Re: [PATCH v2 1/2] sched/fair: Fix task utilization accountability in compute_energy()

From: Quentin Perret
Date: Thu Feb 25 2021 - 03:53:45 EST


On Thursday 25 Feb 2021 at 08:36:11 (+0000), vincent.donnefort@xxxxxxx wrote:
> From: Vincent Donnefort <vincent.donnefort@xxxxxxx>
>
> find_energy_efficient_cpu() (feec()) computes for each perf_domain (pd) an
> energy delta as follows:
>
> feec(task)
> for_each_pd
> base_energy = compute_energy(task, -1, pd)
> -> for_each_cpu(pd)
> -> cpu_util_next(cpu, task, -1)
>
> energy_delta = compute_energy(task, dst_cpu, pd)
> -> for_each_cpu(pd)
> -> cpu_util_next(cpu, task, dst_cpu)
> energy_delta -= base_energy
>
> Then it picks the best CPU as being the one that minimizes energy_delta.
>
> cpu_util_next() estimates the CPU utilization that would happen if the
> task was placed on dst_cpu as follows:
>
> max(cpu_util + task_util, cpu_util_est + _task_util_est)
>
> The task contribution to the energy delta can then be either:
>
> (1) _task_util_est, on a mostly idle CPU, where cpu_util is close to 0
> and _task_util_est > cpu_util.
> (2) task_util, on a mostly busy CPU, where cpu_util > _task_util_est.
>
> (cpu_util_est doesn't appear here.

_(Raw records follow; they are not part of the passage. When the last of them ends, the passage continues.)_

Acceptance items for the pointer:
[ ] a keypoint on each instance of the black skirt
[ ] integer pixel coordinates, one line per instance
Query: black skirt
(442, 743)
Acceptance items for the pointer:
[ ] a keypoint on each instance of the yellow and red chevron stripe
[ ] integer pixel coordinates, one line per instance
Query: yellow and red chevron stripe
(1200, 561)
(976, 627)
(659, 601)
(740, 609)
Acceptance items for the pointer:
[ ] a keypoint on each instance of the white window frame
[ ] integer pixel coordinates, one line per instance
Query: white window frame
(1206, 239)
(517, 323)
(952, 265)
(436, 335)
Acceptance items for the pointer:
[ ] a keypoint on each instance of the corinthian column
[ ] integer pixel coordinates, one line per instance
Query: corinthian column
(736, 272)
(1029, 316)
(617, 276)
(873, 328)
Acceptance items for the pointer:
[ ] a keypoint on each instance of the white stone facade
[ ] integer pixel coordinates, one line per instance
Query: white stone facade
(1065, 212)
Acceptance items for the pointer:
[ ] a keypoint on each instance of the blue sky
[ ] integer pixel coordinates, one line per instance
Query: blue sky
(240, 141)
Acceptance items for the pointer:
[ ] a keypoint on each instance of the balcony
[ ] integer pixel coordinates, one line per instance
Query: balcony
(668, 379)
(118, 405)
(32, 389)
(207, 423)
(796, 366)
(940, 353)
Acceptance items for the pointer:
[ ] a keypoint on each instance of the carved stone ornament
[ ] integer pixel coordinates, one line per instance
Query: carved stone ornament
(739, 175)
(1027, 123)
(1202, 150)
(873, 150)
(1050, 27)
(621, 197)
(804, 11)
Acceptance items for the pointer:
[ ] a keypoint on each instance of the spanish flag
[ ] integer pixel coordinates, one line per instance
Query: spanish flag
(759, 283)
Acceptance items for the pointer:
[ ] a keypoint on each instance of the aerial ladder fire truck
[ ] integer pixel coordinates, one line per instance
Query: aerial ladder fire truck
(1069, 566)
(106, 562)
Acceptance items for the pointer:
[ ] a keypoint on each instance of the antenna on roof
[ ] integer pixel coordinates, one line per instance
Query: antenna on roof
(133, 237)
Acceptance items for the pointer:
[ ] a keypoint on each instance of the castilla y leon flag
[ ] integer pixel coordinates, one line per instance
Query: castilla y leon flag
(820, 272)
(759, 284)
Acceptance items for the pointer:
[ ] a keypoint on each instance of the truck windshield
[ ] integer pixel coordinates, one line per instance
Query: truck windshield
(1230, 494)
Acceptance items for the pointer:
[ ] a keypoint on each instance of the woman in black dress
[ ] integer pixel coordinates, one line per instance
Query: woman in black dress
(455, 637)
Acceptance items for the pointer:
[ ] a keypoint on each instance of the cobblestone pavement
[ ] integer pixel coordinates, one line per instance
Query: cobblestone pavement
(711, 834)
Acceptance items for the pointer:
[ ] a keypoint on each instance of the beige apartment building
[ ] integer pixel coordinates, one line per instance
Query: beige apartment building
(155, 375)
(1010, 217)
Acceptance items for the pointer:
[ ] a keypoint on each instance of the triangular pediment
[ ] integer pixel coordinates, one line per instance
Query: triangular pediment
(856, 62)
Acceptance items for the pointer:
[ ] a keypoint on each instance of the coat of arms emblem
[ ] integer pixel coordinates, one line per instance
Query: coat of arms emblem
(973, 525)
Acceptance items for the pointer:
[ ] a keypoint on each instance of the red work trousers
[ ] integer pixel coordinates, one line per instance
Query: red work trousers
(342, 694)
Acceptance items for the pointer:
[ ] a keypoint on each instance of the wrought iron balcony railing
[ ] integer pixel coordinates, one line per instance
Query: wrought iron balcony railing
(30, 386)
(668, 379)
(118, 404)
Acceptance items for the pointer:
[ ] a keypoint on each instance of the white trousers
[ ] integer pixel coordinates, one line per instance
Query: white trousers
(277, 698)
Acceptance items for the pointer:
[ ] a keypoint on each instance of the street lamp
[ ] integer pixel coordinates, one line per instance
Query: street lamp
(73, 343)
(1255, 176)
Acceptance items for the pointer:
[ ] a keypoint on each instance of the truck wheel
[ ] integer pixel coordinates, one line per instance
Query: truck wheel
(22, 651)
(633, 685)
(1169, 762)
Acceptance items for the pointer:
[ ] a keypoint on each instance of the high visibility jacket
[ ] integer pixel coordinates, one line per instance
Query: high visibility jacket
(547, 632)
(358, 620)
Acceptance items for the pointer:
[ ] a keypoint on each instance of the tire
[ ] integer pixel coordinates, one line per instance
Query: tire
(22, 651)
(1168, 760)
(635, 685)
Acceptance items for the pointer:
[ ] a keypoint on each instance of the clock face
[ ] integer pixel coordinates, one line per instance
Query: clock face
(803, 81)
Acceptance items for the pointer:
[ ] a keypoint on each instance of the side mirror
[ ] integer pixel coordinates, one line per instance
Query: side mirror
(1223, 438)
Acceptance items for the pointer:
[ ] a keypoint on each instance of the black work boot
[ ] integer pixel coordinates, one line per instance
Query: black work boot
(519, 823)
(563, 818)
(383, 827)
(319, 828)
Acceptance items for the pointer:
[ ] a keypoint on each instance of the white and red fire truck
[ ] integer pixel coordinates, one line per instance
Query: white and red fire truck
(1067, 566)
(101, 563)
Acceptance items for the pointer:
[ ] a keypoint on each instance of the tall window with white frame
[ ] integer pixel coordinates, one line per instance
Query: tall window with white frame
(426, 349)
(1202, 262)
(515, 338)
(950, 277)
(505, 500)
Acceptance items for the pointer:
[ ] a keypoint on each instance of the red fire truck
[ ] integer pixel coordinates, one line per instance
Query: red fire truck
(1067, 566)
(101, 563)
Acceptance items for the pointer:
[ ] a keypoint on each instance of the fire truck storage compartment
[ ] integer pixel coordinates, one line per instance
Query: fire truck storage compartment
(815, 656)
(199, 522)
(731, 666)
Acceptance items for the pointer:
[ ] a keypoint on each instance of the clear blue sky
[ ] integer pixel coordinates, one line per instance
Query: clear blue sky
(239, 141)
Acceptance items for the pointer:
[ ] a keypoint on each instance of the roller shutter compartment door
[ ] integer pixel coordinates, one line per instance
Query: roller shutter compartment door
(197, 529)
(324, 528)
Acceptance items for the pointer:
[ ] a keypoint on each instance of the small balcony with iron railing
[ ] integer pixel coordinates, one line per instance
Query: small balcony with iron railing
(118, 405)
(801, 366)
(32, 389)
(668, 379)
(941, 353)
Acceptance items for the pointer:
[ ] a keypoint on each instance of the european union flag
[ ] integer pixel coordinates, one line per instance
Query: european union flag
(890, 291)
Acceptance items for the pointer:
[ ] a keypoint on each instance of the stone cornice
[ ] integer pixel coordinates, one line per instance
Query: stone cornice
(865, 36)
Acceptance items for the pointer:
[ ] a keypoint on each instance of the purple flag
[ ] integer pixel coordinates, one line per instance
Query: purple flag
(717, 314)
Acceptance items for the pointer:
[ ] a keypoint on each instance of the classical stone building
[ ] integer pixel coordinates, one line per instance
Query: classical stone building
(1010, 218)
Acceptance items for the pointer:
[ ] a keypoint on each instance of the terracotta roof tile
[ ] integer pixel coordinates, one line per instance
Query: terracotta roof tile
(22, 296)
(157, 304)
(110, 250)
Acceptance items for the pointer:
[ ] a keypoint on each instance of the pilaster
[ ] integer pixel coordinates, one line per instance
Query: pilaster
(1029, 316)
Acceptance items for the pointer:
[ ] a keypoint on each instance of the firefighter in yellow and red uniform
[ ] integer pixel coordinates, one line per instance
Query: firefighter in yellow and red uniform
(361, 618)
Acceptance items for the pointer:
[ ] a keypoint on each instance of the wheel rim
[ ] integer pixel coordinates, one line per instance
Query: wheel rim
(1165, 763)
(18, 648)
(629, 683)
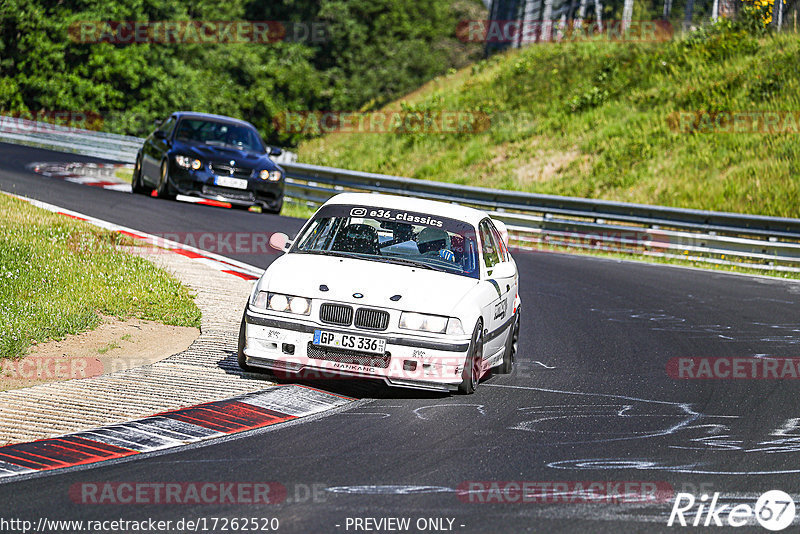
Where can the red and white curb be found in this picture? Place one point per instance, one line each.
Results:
(170, 429)
(103, 175)
(215, 261)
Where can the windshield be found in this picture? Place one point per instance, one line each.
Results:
(416, 239)
(219, 134)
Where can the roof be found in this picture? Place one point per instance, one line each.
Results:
(444, 209)
(211, 116)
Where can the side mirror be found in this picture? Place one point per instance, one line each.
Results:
(504, 270)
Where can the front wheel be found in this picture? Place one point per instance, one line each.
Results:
(137, 187)
(275, 209)
(240, 357)
(511, 349)
(472, 366)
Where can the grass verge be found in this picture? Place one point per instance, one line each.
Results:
(57, 276)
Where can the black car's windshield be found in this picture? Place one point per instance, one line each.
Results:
(392, 236)
(219, 134)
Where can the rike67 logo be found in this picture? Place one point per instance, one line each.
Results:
(774, 510)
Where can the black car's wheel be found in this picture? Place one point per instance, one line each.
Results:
(511, 349)
(164, 189)
(472, 366)
(137, 187)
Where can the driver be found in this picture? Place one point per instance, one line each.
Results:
(435, 242)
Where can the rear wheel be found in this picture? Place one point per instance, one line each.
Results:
(472, 366)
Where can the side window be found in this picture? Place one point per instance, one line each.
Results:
(491, 256)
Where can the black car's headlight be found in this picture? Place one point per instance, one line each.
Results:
(272, 176)
(282, 303)
(188, 163)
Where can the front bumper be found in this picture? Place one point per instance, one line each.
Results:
(286, 347)
(201, 184)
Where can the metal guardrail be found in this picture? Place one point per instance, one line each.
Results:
(760, 242)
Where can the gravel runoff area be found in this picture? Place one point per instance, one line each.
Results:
(205, 372)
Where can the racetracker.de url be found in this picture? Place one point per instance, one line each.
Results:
(145, 526)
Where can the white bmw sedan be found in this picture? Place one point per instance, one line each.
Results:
(420, 294)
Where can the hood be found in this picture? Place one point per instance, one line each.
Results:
(220, 154)
(421, 290)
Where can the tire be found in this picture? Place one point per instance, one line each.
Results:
(242, 359)
(471, 373)
(511, 349)
(164, 189)
(136, 180)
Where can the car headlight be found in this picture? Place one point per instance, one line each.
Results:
(188, 163)
(430, 323)
(282, 303)
(272, 176)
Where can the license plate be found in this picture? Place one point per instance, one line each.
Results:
(227, 181)
(349, 342)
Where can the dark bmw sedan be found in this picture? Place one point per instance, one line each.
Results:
(211, 157)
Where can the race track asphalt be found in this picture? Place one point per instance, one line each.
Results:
(590, 400)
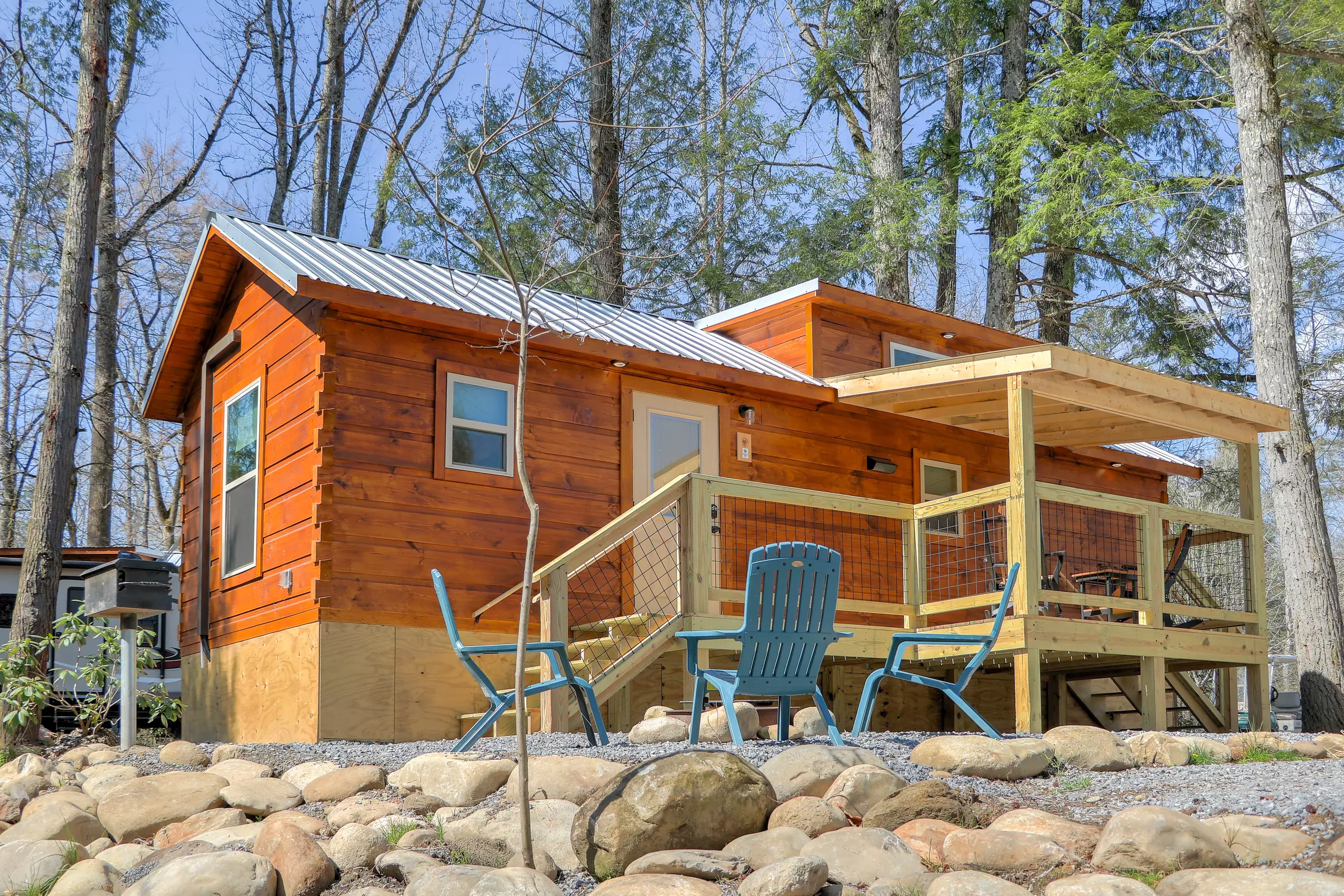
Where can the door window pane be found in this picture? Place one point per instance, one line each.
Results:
(480, 403)
(475, 448)
(241, 436)
(241, 526)
(674, 448)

It is 0 when a CPU is idle and
> otherwise must be small enough so that feec() takes the CPU as a
> potential target for the task placement)
>
> This is problematic for feec(), as cpu_util_next() might give an unfair
> advantage to a CPU which is mostly busy (2) compared to one which is
> mostly idle (1). _task_util_est being always bigger than task_util in
> feec() (as the task is waking up), the task contribution to the energy
> might look smaller on certain CPUs (2) and this breaks the energy
> comparison.
>
> This issue is, moreover, not sporadic. By starving idle CPUs, it keeps
> their cpu_util < _task_util_est (1) while others will maintain cpu_util >
> _task_util_est (2).
>
> Fix this problem by always using max(task_util, _task_util_est) as a task
> contribution to the energy (ENERGY_UTIL). The new estimated CPU
> utilization for the energy would then be:
>
> max(cpu_util, cpu_util_est) + max(task_util, _task_util_est)
>
> compute_energy() still needs to know which OPP would be selected if the
> task would be migrated in the perf_domain (FREQUENCY_UTIL). Hence,
> cpu_util_next() is still used to estimate the maximum util within the pd.
>
> Signed-off-by: Vincent Donnefort <vincent.donnefort@xxxxxxx>

Reviewed-by: Quentin Perret <qperret@xxxxxxxxxx>

Thanks,
Quentin